Unable to solve the mysteries of our soil tests, I took a class from Steve Diver about raising high nutrient vegetables. He talked a lot about the importance of remineralizing the soil and activating the soil organisms that make the minerals more accessible to the plants. I applied just a few of simplest things he said to in my garden and kept up with my usual biodynamic practices. The results were astonishing. We had the BEST garden we have ever had and the taste of the food was phenomenal. Taste is directly correlated to nutrition so I knew we were onto something.

So, this year when Michael Astera appeared on my biodynamic list serve and said he was looking for people to participate in a study about using soil minerals to raise the nutrition in food (as measured by the brix level with a refractometer and tissue samples and more soil testing) I ignored that fact I didn't really understand what he was saying and that science is not part of my vocabulary and quickly said I'll do it, I'll do it. And this is how I find myself with two tons of minerals arriving on our doorstep.

Oh please, cosmic muses of mineral distribution appear in the night and instruct me as to how to do this monstrous task of distributing these many pounds of rock dust with ease of back.

I will figure this out because just the simple remineralization I did last year made such a radical difference in soil tests from last year to this. I can only imagine what will happen when we follow an individualized prescription such as the ones given to us by Michael as his part of the study. My part of this study is buying the minerals and then doing the actual work of applying them and then recording the results--oh how I wished I had paid more attention in those high school biology labs.

One reason I am willing to haul two tons of rock dust around the place is that nutrition, and specifically the declining mineral status of our foods, is directly correlated to the rise in chronic, degenreative disease that runs rampant in our culture. Since Steve and I are of an age when these diseases start appearing, I am thinking the more minerals we eat the better off we will be in the long run. I look at Steve's poor aching back and think what an even better diet might do. I think of me and my RA and think, yes, this might be an answer (or at least one step in the journey), so heavy, mineral laden wheelbarrow here I come.

I will let you know how we feel AFTER we lay down two tons of minerals.
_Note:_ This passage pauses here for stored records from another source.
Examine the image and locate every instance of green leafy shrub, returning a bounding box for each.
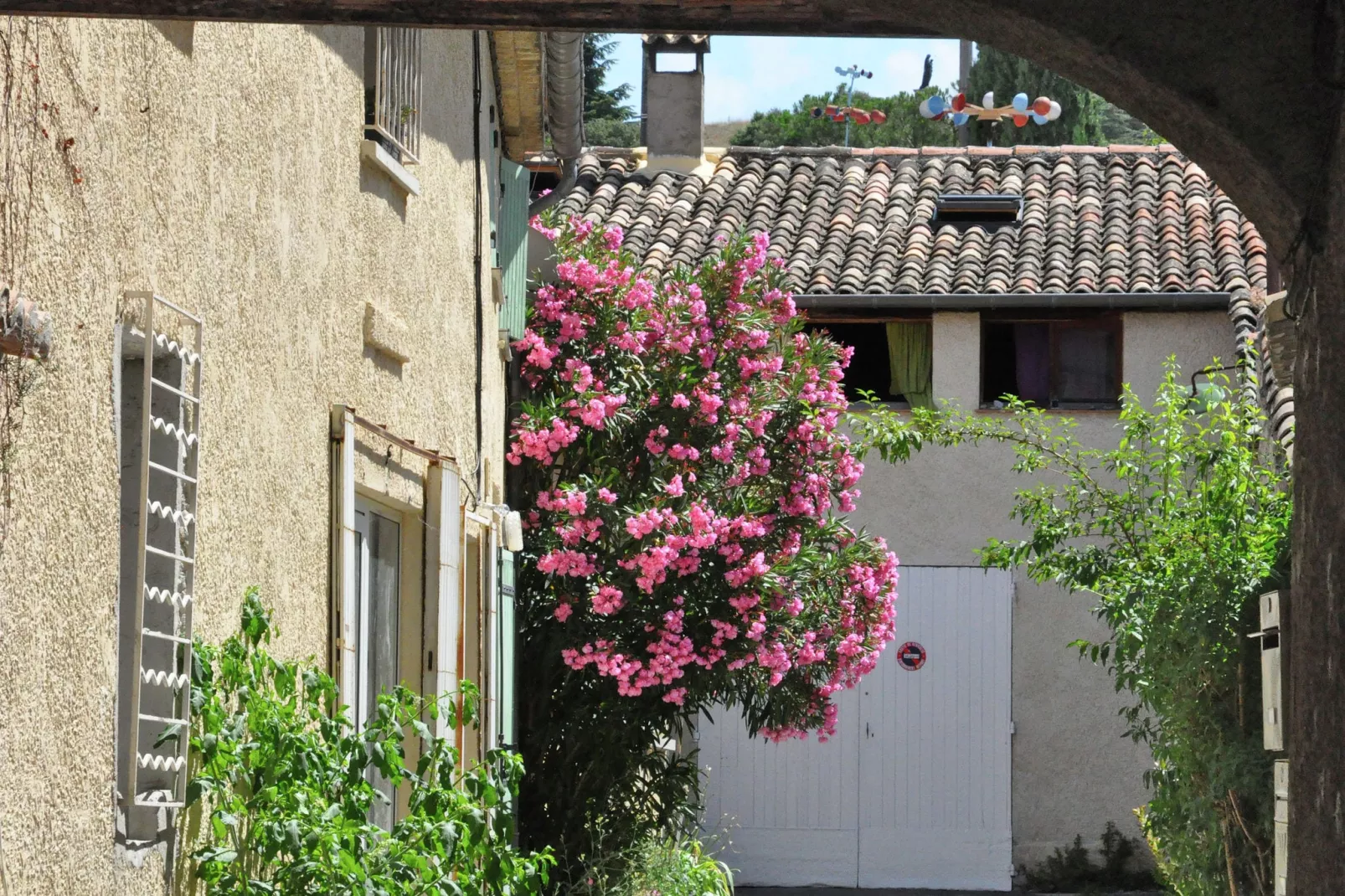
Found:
[1019,822,1157,893]
[853,359,1292,896]
[568,832,733,896]
[187,588,551,896]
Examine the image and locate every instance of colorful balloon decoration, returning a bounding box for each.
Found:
[920,91,1060,128]
[811,106,888,124]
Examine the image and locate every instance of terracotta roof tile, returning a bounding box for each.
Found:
[561,146,1267,295]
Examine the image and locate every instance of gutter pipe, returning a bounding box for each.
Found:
[528,31,584,217]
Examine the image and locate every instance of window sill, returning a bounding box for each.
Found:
[977,406,1121,417]
[359,140,420,197]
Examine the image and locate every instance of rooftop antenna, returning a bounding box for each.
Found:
[837,64,873,147]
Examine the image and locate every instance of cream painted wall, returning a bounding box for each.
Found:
[852,312,1234,863]
[0,18,504,896]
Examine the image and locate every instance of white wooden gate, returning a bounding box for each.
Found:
[699,566,1013,891]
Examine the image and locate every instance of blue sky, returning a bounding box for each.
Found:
[606,33,957,121]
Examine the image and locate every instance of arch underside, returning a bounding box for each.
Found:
[0,0,1333,255]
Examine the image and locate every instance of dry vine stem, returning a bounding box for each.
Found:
[0,16,90,877]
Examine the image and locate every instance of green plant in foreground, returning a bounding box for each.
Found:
[187,588,551,896]
[1019,822,1154,893]
[852,359,1291,896]
[568,825,733,896]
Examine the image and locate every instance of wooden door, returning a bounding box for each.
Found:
[699,566,1013,889]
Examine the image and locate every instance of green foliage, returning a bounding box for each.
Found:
[1100,100,1166,147]
[566,836,733,896]
[584,33,635,123]
[1018,822,1156,893]
[732,87,956,147]
[967,44,1163,147]
[187,588,551,896]
[584,118,640,147]
[967,44,1107,147]
[854,359,1291,896]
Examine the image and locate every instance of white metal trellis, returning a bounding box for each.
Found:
[370,27,421,164]
[122,292,202,809]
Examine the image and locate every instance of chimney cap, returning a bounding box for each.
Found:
[640,33,710,53]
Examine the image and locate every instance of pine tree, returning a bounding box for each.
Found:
[584,33,635,121]
[732,87,956,147]
[967,44,1108,147]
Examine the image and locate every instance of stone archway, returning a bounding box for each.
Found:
[10,0,1345,896]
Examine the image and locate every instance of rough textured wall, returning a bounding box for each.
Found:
[853,312,1232,863]
[0,20,504,896]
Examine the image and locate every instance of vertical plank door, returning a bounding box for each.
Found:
[698,680,859,887]
[858,566,1013,891]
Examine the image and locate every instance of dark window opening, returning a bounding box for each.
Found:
[930,195,1023,230]
[981,317,1121,409]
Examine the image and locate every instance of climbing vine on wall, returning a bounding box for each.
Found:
[0,16,97,554]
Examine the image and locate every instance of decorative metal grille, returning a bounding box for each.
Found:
[364,28,421,164]
[122,292,202,809]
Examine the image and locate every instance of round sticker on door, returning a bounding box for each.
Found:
[897,641,930,672]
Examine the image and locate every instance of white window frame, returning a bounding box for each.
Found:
[331,404,464,736]
[364,26,424,166]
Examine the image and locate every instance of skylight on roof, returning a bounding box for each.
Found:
[930,193,1023,230]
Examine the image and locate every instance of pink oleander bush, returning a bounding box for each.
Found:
[507,212,897,866]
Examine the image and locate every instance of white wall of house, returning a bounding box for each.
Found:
[853,312,1234,863]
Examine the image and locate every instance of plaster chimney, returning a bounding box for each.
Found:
[640,33,710,171]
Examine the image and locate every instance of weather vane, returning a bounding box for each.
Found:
[920,90,1060,128]
[812,66,888,147]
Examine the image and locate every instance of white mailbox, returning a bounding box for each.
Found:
[1258,590,1285,750]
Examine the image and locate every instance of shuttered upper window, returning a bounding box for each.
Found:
[364,28,421,166]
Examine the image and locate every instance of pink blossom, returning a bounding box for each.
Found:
[593,585,626,616]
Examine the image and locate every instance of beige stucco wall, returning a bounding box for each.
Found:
[0,20,504,896]
[853,312,1232,863]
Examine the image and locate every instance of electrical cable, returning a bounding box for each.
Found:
[472,31,486,501]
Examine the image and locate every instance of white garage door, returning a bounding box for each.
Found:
[699,566,1013,891]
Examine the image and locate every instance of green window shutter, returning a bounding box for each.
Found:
[499,160,528,339]
[497,550,517,747]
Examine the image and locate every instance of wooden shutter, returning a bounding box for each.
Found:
[482,512,500,749]
[499,160,528,339]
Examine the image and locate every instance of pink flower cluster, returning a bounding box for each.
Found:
[507,218,897,740]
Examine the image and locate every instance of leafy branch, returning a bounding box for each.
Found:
[850,359,1292,896]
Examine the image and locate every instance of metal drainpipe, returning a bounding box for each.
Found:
[528,31,584,215]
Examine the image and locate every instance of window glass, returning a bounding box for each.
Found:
[981,317,1121,408]
[1056,327,1119,402]
[355,506,402,829]
[804,322,925,402]
[654,53,695,71]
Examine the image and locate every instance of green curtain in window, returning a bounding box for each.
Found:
[888,320,934,408]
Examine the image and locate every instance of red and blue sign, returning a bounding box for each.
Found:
[897,641,930,672]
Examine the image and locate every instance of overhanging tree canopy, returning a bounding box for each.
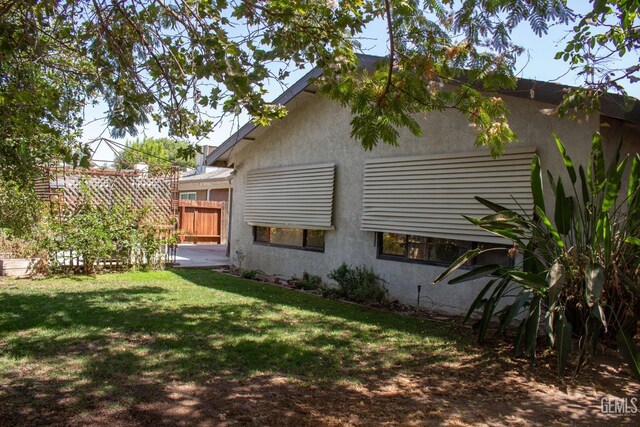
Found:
[0,0,639,184]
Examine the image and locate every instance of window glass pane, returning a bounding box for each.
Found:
[475,243,511,267]
[380,233,406,256]
[428,238,472,262]
[307,230,324,249]
[256,227,269,243]
[408,236,429,260]
[270,228,303,247]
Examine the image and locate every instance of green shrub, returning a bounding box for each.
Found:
[47,186,166,274]
[328,263,387,303]
[435,134,640,378]
[291,271,322,291]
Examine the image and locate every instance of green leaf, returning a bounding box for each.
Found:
[587,132,607,192]
[547,261,565,305]
[554,308,572,377]
[463,280,496,323]
[525,296,541,359]
[584,267,604,307]
[554,179,573,236]
[601,158,628,212]
[624,236,640,246]
[508,270,547,291]
[578,165,591,205]
[553,132,577,184]
[531,155,545,212]
[499,290,532,333]
[616,329,640,380]
[433,248,482,285]
[448,264,502,285]
[627,153,640,201]
[536,206,564,248]
[513,318,527,356]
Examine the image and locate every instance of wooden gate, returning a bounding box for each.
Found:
[178,200,227,243]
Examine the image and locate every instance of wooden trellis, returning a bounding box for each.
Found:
[35,166,178,228]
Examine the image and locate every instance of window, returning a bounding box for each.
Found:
[244,163,336,231]
[360,147,534,244]
[378,233,513,266]
[180,192,196,200]
[253,226,324,252]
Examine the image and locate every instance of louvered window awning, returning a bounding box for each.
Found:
[244,163,335,230]
[361,148,535,243]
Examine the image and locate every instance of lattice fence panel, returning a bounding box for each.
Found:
[36,168,177,226]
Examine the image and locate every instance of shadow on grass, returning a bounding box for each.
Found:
[0,270,636,425]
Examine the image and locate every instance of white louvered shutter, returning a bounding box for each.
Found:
[245,163,335,230]
[361,148,535,243]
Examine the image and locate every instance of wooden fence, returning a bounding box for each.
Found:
[178,200,229,244]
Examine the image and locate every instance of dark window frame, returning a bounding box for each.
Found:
[376,232,514,269]
[253,225,326,252]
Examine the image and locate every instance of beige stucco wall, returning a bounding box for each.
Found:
[229,95,638,313]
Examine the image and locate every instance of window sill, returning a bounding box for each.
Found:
[253,240,324,253]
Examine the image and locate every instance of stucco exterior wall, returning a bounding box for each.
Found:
[229,95,638,314]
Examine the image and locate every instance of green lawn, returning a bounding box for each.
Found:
[0,270,636,425]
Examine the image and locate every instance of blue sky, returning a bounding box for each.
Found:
[83,8,640,160]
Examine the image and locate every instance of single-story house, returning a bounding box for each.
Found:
[178,146,233,244]
[205,56,640,314]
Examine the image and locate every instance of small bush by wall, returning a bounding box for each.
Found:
[328,263,388,303]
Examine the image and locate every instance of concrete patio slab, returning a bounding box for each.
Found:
[174,244,229,268]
It will be interesting. All I have to say is where are the wwoofers when you need them!

Oh and by the way, at the very least you could add 14 oz of borax to every 1,000 feet of garden you have. (Twenty Mule Team borax from the grocery store works fine.) Borax will help your plants have more access to calcium and silica, both of which are basic building blocks of healthy plant tissue. (And if I got the reason why wrong, I got the amount correct. Sorry, science is not my basic language.)